Zivilprozessordnung | Jetzt kommentieren

Stand: 28.11.2016
   Buch 1 (Allgemeine Vorschriften)
      Abschnitt 2 (Parteien)
         Titel 5 (Prozesskosten)

(1) Die unterliegende Partei hat die Kosten des Rechtsstreits zu tragen, insbesondere die dem Gegner erwachsenen Kosten zu erstatten, soweit sie zur zweckentsprechenden Rechtsverfolgung oder Rechtsverteidigung notwendig waren.
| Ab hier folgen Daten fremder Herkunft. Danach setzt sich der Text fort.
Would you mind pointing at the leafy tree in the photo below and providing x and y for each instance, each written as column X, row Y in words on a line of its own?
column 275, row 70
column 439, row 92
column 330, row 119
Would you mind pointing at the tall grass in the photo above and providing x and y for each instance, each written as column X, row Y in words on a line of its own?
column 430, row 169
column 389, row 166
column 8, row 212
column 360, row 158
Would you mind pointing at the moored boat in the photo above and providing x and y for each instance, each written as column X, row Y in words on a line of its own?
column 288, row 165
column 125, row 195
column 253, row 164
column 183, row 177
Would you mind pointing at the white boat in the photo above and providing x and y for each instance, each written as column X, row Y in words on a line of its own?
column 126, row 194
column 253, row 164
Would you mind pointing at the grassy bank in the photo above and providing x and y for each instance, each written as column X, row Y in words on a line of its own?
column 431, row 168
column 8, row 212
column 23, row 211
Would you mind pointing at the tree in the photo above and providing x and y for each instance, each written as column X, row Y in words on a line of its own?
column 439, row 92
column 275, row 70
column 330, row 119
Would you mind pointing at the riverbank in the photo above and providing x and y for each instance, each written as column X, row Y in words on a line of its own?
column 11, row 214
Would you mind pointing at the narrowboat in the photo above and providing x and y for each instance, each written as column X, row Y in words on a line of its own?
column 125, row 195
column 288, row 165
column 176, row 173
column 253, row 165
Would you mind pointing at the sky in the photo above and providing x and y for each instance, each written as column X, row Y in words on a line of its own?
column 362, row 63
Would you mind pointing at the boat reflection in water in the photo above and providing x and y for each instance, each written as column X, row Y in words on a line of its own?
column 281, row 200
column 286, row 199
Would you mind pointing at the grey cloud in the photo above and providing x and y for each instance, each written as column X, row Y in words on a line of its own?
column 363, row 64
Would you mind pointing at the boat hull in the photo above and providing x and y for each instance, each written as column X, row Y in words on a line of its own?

Die Kostenerstattung umfasst auch die Entschädigung des Gegners für die durch notwendige Reisen oder durch die notwendige Wahrnehmung von Terminen entstandene Zeitversäumnis; die für die Entschädigung von Zeugen geltenden Vorschriften sind entsprechend anzuwenden.

(2) Die gesetzlichen Gebühren und Auslagen des Rechtsanwalts der obsiegenden Partei sind in allen Prozessen zu erstatten, Reisekosten eines Rechtsanwalts, der nicht in dem Bezirk des Prozessgerichts niedergelassen ist und am Ort des Prozessgerichts auch nicht wohnt, jedoch nur insoweit, als die Zuziehung zur zweckentsprechenden Rechtsverfolgung oder Rechtsverteidigung notwendig war. Die Kosten mehrerer Rechtsanwälte sind nur insoweit zu erstatten, als sie die Kosten eines Rechtsanwalts nicht übersteigen oder als in der Person des Rechtsanwalts ein Wechsel eintreten musste. In eigener Sache sind dem Rechtsanwalt die Gebühren und Auslagen zu erstatten, die er als Gebühren und Auslagen eines bevollmächtigten Rechtsanwalts erstattet verlangen könnte.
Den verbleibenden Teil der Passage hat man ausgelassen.